妖精の歓楽街
ネオンの代わりに光るキノコが、雨上がりの裏路地を妖しく照らしている。
妖精界の歓楽街の片隅。看板のない小さな店のドアが、キィと鳴った。
「……開いてるか」
どんぐりの笠で作られたハットに、落ち葉カラーのトレンチコート。
襟を立てて店に入ってきたのは、この街の裏側を知り尽くしたような、哀愁漂う顔つきの妖精の男だった。
だが、その体長はわずか5センチ。
コートの裾からは、隠しきれないふわふわの羽がぴょこんと飛び出している。
「いらっしゃい。……今日はひどく濡れているね」
マスターである私が、指抜きサイズのグラスを磨きながら声をかけると、男はカウンターの特等席にどっこいしょとよじ登り、深くため息をついた。
「都会の冷たい雨さ。……いつものやつを頼む。とびきり甘くて、熱いやつをな」
「かしこまりました」
私は火にかけていた特製ミルクをグラスに注ぎ、スッと滑らせる。
ここは悩める妖精たちの吹き溜まり。だが、提供するのは強い酒ではなく、甘くて温かいホットミルクのみだ。
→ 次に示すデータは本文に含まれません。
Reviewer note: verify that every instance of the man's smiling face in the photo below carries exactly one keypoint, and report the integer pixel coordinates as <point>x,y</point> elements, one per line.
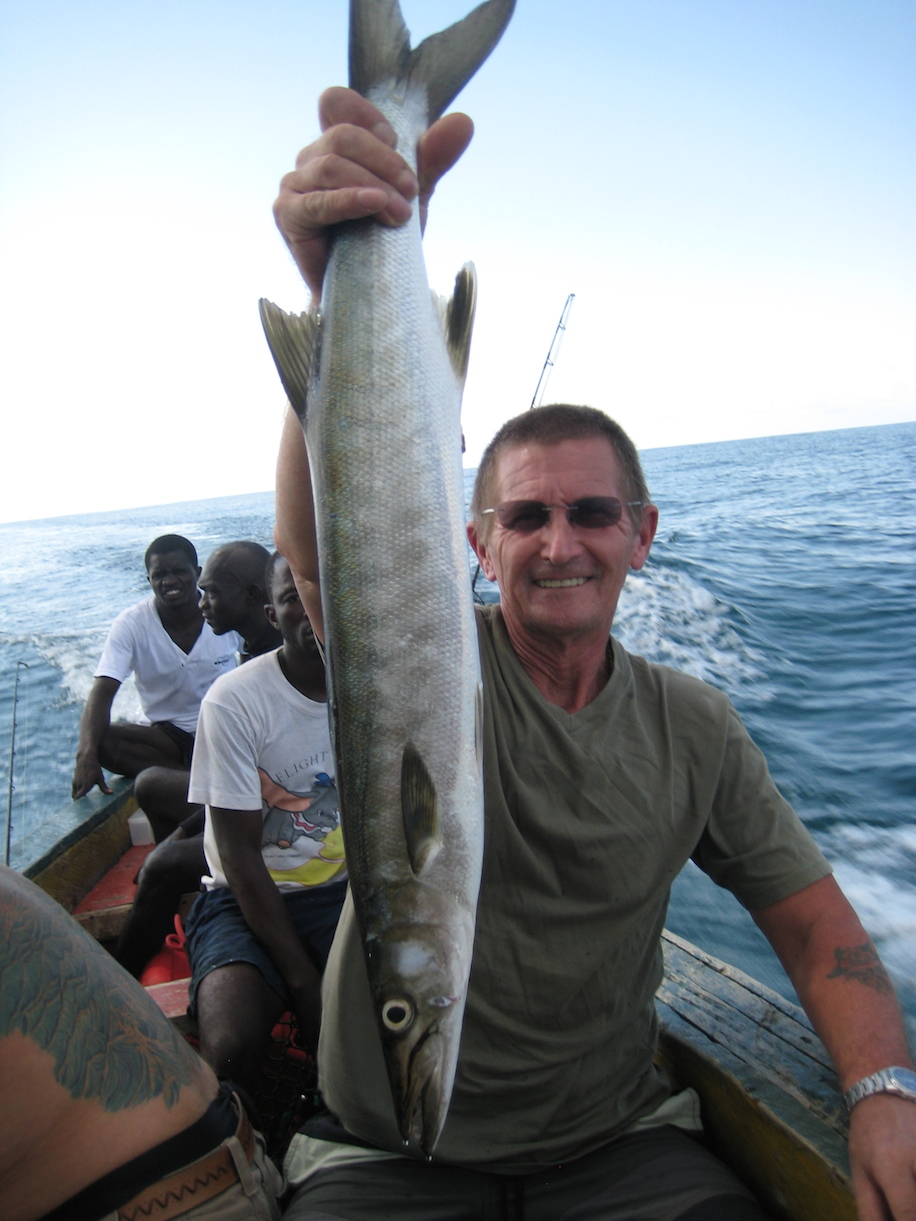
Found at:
<point>174,580</point>
<point>562,580</point>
男は小さな両手で器用にグラスを傾け、ハードボイルドな低い声で語り始めた。
「俺はあえて、破滅に向かう美学ってやつを信じてるのさ……。安全な道なんて、クソ食らえだ。風向きってやつは、常に俺の逆を吹きやがる」
「……カブトムシ・レースの最終レース、また外したんだね」
「言うな、マスター。今日は大穴のノコギリクワガタに、冬を越すための木の実を全ツッパしたんだ。……見事に散ったよ」
どうやら公営ギャンブルで有り金を溶かしたらしい。男は「フッ……」と自嘲気味に笑い、ミルクをグイッと煽った。
ゴクッ、ゴクッ、ゴクッ。
「……ぷはぁ。五臓六腑に染み渡るぜ。この街の苦さを中和してくれるのは、あんたのミルクだけだ」
男はハットのツバを下げ、ニヒルに笑って見せた。
——しかし。
その小さな口の周りには、真っ白なミルクのヒゲがべっとりとついている。
ふわふわの頬の毛と相まって、もはやサンタクロースのような、最高に愛くるしい顔面になっていた。
「……どうしたマスター。俺の顔に何か、ヤバい組織のマークでもついてるか?」
「……いや。今日も最高に決まってるよ」
私は吹き出しそうになるのを必死に堪え、そっと、おしぼり代わりの柔らかい花びらを差し出した。
男は「フッ、サンキュ」と渋く答えながら、両手で花びらを受け取り、ゴシゴシと顔を拭く。
その両頬をぷっくりと膨らませて顔を洗う仕草は、完全にヒマワリの種を食べ終えたハムスターであった。
「釣りはとっておきな」
男はカウンターにピカピカの五円玉を一枚叩きつけ(この店では超高額紙幣だ)、トレンチコートをバサッと翻して夜の街へと消えていった。
「……かっこいいけど、やっぱり可愛いんだよな」
私は残された五円玉を見つめながら、甘いミルクの香りが漂う店内で、静かに微笑んだ。